Illinois Farm Bureau policy supports farm equipment owners’ right to maintain service, repair and rebuild their vehicle or farming equipment on their own accord or by the repair shop of their choice.

President Joe Biden’s recent executive order addresses this issue and calls for the Federal Trade Commission (FTC) to address “unfair anticompetitive restrictions on third-party repair or self-repair of items, such as the restrictions imposed by powerful manufacturers that prevent farmers from repairing their own equipment.”

In response, equipment manufacturing associations and companies reiterated their support for owners’ right to repair.

“Equipment manufacturers have always supported farmers’ right to repair their own equipment and remain committed to providing them with tools and information needed to reduce downtime and maximize productivity,” said Stephanie See, Association of Equipment Manufacturers director of state government relations. “President Biden’s executive order does not change that. Farmers can already perform most repairs on their equipment. In some rare cases, where access to proprietary source code is necessary, a certified service technician may need to perform the repairs. We look forward to working with the FTC as they consider next steps and look forward to sharing our perspective with them in the coming weeks.”

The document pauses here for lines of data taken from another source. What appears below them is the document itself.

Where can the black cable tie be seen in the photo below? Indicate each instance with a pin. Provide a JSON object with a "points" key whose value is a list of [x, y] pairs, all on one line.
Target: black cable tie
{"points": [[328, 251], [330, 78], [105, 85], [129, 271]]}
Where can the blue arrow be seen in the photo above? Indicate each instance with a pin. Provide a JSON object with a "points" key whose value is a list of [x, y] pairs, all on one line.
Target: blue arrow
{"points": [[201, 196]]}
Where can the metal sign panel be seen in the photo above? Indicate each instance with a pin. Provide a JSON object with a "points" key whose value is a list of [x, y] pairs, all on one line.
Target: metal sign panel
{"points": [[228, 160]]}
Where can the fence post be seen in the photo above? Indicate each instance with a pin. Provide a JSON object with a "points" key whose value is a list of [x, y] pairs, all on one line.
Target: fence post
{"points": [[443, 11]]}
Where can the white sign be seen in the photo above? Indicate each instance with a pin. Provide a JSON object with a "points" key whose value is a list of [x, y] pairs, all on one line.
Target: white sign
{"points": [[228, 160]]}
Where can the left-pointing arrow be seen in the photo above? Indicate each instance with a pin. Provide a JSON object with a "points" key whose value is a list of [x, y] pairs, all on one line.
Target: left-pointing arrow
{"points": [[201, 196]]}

John Deere estimated less than 2% of all repairs on their equipment require a software update. The company released the following statement: “John Deere supports a customer’s right to safely maintain, diagnose and repair their own equipment. To facilitate this, John Deere provides the tools, parts, information guides, training videos and manuals needed for farmers to work on their machines, including remote access for technicians to provide long-distance support.”

The Equipment Dealers Association’s policy supports legislation that protects consumers and opposes legislation that allows the widespread release of proprietary equipment repair information to unqualified persons or entities.

So, what’s next for the executive order?

“The executive order did not give us any details so unfortunately I can’t tell you how this right to repair will proceed,” Mark Gebhards, IFB executive director of governmental affairs and commodities division told RFD Radio Network. “We did have a lot of discussions with American Farm Bureau Federation staff and other state Farm Bureaus about working even outside of the executive order to address this issue. So, looking at working with the machinery dealers and equipment manufacturers to try to find a way forward here.”